After they left I headed into the kitchen to see Vella. I knew I had to talk to her about Sammy. “Hi,” I said as I walked in, making sure she knew I was there to talk to her.
“Hi JP. I heard you saw Sammy in New York.” She seemed irritated.
“Who told you that?”
“I hear things,” she said mysteriously.
“It wasn't much of a visit Vella. He wasn't exactly happy to see me.” I remembered his irritation at Jeff and me showing up, how he really didn't want us around at all.
“You sayin' he was rude and ungrateful?” she said defensively.
“Yeah Vella, actually he was. But these are tough times, and he's passionate about his causes, so I didn't really let it bother me.”
She turned on me, angry. “That's not what I heard. I heard you was so mad at him you was gonna cut off his money.” What? What was she talking about? Jeff. This had to be Jeff. Why would he tell her that?
I was pissed off. Really pissed, more at Jeff than Vella, but she got the brunt of it. “Did Jeff tell you that?” I spoke to her loudly and firmly, and that alone told her she'd really crossed a line with me. “Vella, that's really not fair to me, and quite frankly, I'm offended that you'd even believe that. I thought you knew me better than that, and I thought our relationship was closer than that. I made a commitment, pledged my word, and even though Sammy was a jerk, I never thought about not paying for his bills.”
I could tell from her reaction when I mentioned Jeff's name that he was the one that had poisoned her mind. Where was all this venom coming from? Why had he done this to me? “When did Jeff tell you all these lies?” I demanded.
She looked at me and could sense that I was really irritated with her. “He told me a few days before the Festival. Said you left him stranded in Paris, that you'd turned your back on everyone. I'm sorry JP. I should have known better. I can't believe I questioned you after all you've done for Sammy.” She started crying. I rarely saw Vella cry.
I got up and hugged her. “It's OK Vella. Jeff was back on drugs, and he was a messed up guy. This emotional roller coaster you're on, it's the same one I've dealt with for a long time. I didn't leave him stranded in Paris, he tried to leave me trapped there, totally dependent on him. I was relying on him to call my father to help get me out of there. He told me that he had, but he never did. He really changed Vella.”
“I'm sorry Sammy was rude to you. I'll smack him good when I talk to him. 'course that doesn't happen much. He's so mad all the time. So angry. It scares me.” Her only son, out of control as she saw it, was really taking its toll.
“He'll come around Vella. He'll come around.” I held her while she cried, for Jeff and for her son.

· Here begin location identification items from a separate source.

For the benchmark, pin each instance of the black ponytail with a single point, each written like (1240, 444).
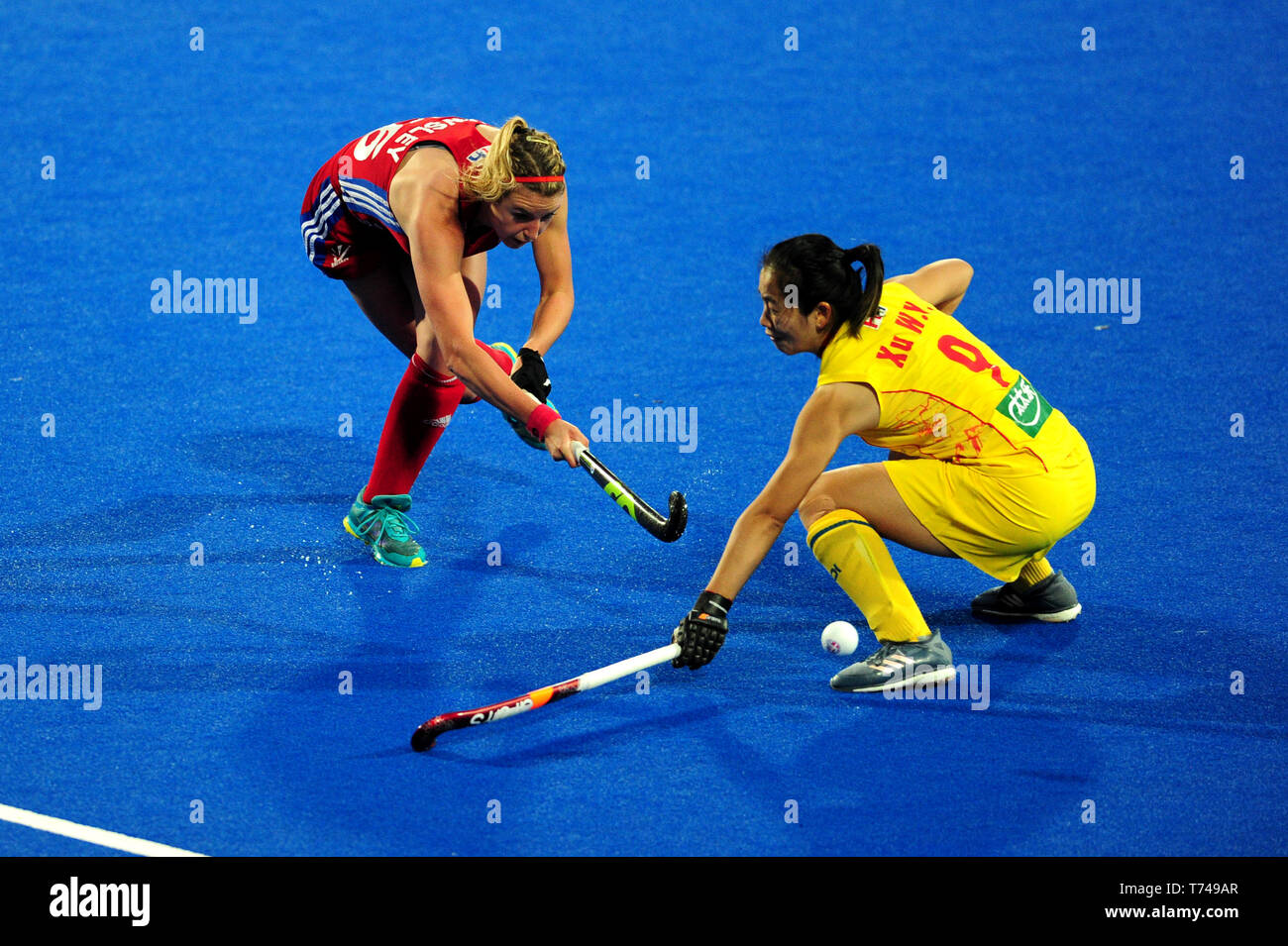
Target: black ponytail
(824, 273)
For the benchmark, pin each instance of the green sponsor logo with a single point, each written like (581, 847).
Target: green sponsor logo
(622, 499)
(1024, 407)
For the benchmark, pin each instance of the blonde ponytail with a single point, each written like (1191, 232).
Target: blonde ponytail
(519, 151)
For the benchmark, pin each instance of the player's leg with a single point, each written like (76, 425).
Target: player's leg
(846, 514)
(421, 407)
(1038, 592)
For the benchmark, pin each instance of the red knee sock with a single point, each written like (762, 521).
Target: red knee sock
(420, 412)
(500, 358)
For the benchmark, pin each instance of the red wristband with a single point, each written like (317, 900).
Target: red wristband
(540, 420)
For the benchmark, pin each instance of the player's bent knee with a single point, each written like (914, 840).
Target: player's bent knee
(814, 506)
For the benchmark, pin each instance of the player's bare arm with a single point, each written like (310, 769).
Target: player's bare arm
(941, 283)
(553, 257)
(423, 197)
(832, 413)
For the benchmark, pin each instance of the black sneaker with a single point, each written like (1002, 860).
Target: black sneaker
(1051, 600)
(900, 665)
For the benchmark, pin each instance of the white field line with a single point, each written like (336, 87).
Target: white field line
(94, 835)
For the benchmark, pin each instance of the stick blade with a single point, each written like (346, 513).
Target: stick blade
(678, 517)
(426, 734)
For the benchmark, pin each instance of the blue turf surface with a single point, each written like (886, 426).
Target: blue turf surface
(220, 683)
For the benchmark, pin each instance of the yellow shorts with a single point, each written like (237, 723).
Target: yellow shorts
(997, 523)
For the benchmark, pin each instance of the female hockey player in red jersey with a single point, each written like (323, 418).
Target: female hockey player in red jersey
(404, 215)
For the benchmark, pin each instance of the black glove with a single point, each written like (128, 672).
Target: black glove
(532, 376)
(702, 632)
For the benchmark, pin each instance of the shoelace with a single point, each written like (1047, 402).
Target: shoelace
(393, 523)
(881, 654)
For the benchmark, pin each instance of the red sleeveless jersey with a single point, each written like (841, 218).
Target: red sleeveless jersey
(346, 219)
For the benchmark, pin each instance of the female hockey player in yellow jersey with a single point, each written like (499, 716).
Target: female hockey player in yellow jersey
(980, 467)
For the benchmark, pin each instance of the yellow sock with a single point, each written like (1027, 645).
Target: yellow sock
(848, 546)
(1033, 572)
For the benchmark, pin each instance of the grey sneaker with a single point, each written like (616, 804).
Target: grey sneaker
(1051, 600)
(384, 525)
(900, 665)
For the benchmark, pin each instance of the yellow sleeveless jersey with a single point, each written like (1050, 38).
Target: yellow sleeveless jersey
(944, 394)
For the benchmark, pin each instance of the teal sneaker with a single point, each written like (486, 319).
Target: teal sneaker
(900, 665)
(384, 525)
(515, 424)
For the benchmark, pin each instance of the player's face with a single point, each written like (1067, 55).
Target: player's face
(790, 331)
(523, 215)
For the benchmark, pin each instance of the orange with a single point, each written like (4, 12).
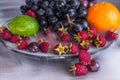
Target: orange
(104, 16)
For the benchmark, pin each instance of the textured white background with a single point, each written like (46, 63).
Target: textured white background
(28, 69)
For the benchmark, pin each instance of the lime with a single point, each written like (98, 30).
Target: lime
(23, 25)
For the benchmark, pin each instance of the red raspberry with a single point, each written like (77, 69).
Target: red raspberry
(59, 49)
(47, 31)
(84, 57)
(80, 36)
(61, 31)
(93, 66)
(84, 45)
(22, 44)
(44, 47)
(92, 32)
(79, 69)
(99, 41)
(73, 48)
(6, 35)
(111, 36)
(65, 38)
(2, 29)
(31, 13)
(26, 38)
(14, 39)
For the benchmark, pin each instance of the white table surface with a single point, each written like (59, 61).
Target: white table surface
(30, 69)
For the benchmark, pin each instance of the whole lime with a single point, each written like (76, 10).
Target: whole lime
(23, 25)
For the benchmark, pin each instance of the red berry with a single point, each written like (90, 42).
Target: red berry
(31, 13)
(2, 29)
(26, 38)
(80, 36)
(61, 31)
(93, 66)
(33, 47)
(22, 44)
(79, 69)
(111, 35)
(59, 49)
(99, 41)
(84, 57)
(92, 32)
(73, 48)
(6, 35)
(44, 47)
(14, 39)
(65, 38)
(84, 45)
(47, 31)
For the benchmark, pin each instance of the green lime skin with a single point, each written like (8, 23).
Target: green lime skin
(23, 25)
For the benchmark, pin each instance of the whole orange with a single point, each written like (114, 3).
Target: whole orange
(104, 16)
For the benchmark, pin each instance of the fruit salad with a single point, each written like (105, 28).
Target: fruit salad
(60, 27)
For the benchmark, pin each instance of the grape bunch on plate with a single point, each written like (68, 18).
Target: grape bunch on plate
(54, 13)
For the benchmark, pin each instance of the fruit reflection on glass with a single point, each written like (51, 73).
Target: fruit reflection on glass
(64, 27)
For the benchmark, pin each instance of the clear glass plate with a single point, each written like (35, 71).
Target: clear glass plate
(40, 55)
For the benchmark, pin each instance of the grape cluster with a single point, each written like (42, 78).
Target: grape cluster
(54, 13)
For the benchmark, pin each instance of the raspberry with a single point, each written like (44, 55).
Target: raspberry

Lying in my bedroom that night, I found that the emotion that I felt more than any other was confusion. I looked over to my sliding door, the door Jeff had used to sneak into my room to have sex with me. I couldn't bring myself to call it “making love,” even though it had been. What had happened to him? Why did he hate me? Why did he hate himself? I'd been there for him through every crisis, every trauma, and I'd always been willing to give him love and support. The only thing I'd done is break off our relationship, but even then I was still intimate with him, and not just sexually. I didn't have the answers, and I probably never would.
July 16, 1968
Based on my conversation with Vella, I approached the wake with a lot of trepidation. I wondered how many other people he'd spread his lies to. I wondered what he'd told Frank. Fortunately, my parents were going so I just went along with them. I felt like a big pussy, needing my parents to make sure no one was mean to me. But no one in Claremont would dare to bother me when Jack and Marie Crampton were around.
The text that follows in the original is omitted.